Mario Telò est professeur à la LUISS et l’ULB, Président émérite IEE-ULB. Il est membre de l’académie Royale de Belgique. 


 La mort inattendue de David Sassoli, président du Parlement européen, nous laisse le souvenir d’un sourire inoubliable et d’une personnalité idéaliste, dotée d’une dignité et cohérence rares. Affable, facilitateur, même doux (‘mite’, selon l’ancien président de la Commission, Romano Prodi), capable de concilier la disponibilité au dialogue et l’importance du coté émotionnel de la politique avec la fidélité à ses principes. Sassoli a fait l’objet d’innombrables hommages, très variés, et parfois très émouvants : une assemblée spontanée à Bruxelles devant le Parlement européen, le jour même de sa mort ;  des discours non formels de la part de toutes les autorités européennes ; les éloges et souvenirs de parlementaires italiens, y compris de ses ennemis politiques.  

 

 Du journalisme à la vie politique 

David Sassoli est né en 1956 en Italie. Après ses études en sciences politiques, il a d’abord mené une excellente carrière de journaliste, qui l’a conduit à la vice-direction du journal télévisé de la RAI1 et à des combats mémorables pour la liberté de la presse et du service public. En 2009, il est élu pour la première fois membre du Parlement européen dans le groupe du Parti démocrate. Cinq ans plus tard, il est élu Vice-Président du Parlement européen et en deviendra le Président en 2019 jusqu’à sa mort.     

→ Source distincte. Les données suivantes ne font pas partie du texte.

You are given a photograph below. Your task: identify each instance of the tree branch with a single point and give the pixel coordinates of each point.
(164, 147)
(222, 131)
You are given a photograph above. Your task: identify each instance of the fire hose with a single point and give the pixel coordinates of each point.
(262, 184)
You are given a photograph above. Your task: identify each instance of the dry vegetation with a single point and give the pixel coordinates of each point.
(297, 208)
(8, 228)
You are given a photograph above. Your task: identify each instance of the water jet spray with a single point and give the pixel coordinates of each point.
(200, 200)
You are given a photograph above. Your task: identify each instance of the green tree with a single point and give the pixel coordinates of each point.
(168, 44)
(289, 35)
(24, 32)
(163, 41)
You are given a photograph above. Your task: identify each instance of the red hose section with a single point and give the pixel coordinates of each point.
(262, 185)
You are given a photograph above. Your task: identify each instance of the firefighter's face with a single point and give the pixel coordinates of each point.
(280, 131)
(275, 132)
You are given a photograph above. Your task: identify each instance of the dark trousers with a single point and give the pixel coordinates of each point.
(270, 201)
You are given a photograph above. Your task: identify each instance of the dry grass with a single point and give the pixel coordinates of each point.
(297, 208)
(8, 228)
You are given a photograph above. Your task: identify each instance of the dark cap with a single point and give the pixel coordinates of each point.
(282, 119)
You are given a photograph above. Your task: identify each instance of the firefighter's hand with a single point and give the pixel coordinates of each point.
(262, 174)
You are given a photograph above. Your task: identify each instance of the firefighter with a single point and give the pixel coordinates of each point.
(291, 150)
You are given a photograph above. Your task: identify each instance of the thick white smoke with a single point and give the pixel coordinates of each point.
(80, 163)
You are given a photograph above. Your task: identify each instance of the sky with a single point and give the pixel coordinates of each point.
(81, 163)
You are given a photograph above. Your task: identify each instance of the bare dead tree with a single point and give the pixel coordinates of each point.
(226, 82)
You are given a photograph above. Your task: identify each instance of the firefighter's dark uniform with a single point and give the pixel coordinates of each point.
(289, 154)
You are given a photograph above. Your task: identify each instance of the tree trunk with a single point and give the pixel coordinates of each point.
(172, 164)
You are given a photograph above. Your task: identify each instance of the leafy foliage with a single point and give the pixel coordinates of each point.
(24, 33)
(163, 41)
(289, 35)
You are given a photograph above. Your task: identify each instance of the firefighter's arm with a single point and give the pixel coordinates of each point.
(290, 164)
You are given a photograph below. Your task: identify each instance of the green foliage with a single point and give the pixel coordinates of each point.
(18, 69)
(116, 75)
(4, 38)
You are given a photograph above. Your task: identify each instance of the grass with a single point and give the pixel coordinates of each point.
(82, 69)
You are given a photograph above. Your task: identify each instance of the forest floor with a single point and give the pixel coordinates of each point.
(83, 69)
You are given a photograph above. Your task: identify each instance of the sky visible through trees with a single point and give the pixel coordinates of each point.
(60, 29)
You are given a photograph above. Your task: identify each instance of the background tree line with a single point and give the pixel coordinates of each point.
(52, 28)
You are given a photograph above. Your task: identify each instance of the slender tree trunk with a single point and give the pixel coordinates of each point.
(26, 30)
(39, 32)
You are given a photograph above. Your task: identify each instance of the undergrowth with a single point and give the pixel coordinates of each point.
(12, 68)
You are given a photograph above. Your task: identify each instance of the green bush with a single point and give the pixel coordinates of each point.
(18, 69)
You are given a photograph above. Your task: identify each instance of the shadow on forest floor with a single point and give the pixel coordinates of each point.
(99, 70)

David Sassoli a renouvelé, dans le contexte actuel, l’idée fédéraliste de la centralité du Parlement européen dans le système de l’UE, une perspective largement partagée et particulièrement soutenue par des personnalités italiennes comme Altiero Spinelli, à qui est dédié le building du Parlement à Bruxelles. 

Une présidence perturbée par la crise du covid 19 

En 2019-2020, Sassoli a négocié avec le Conseil le Recovery Plan (Next generation EU) dont il a immédiatement saisi et soutenu l’importance historique. Durant une présidence fortement affectée par la crise sanitaire du covid 19, il a marqué les esprits en décidant de mettre à disposition les locaux désertés du Parlement, tant à Strasbourg qu’à Bruxelles, pour la préparation et distribution de repas pour les personnes en situation de précarité, l’installation d’un centre de testing et aussi pour accueillir des femmes vulnérables. Cette décision est à l’image de son engagement pour la justice sociale, certainement influencée par son inspiration catholique de gauche : Don Milani. 

Le Parlement européen comme ‘phare de la démocratie’ 

Il a également développé le rôle du Parlement européen, en mettant au centre la question de la légitimité de l’Union européenne, tant à l’intérieur de l’Union qu’au niveau des relations internationales. Son idée principale était de qu’il revenait avant tout au Parlement d’approfondir la dimension normative de l’UE – état de droit et droits fondamentaux –  par des actions, qui auraient renforcé la légitimité de l’Europe auprès de ses citoyens.  

Son idée principale était de qu’il revenait avant tout au Parlement d’approfondir la dimension normative de l’UE – état de droit et droits fondamentaux – par des actions, qui auraient renforcé la légitimité de l’Europe auprès de ses citoyens. 

Au niveau mondial, il voyait le Parlement européen comme un phare de la démocratie. Cette vision s’est notamment illustrée en 2021 lorsqu’il a condamné les sanctions prises par la Chine à l’encontre de plusieurs parlementaires qui dénonçaient les  nombreuses atteintes aux droits fondamentaux subies par la minorité ouïghoure dans la province de Xinjiang. En outre,  il a également été banni la même année de la Russie, en conséquence de sa défense des droits de l’opposition, récemment confirmée par le prix Sakharov décerné par le Parlement européen en 2021, au leader emprisonné Alexei Navalny.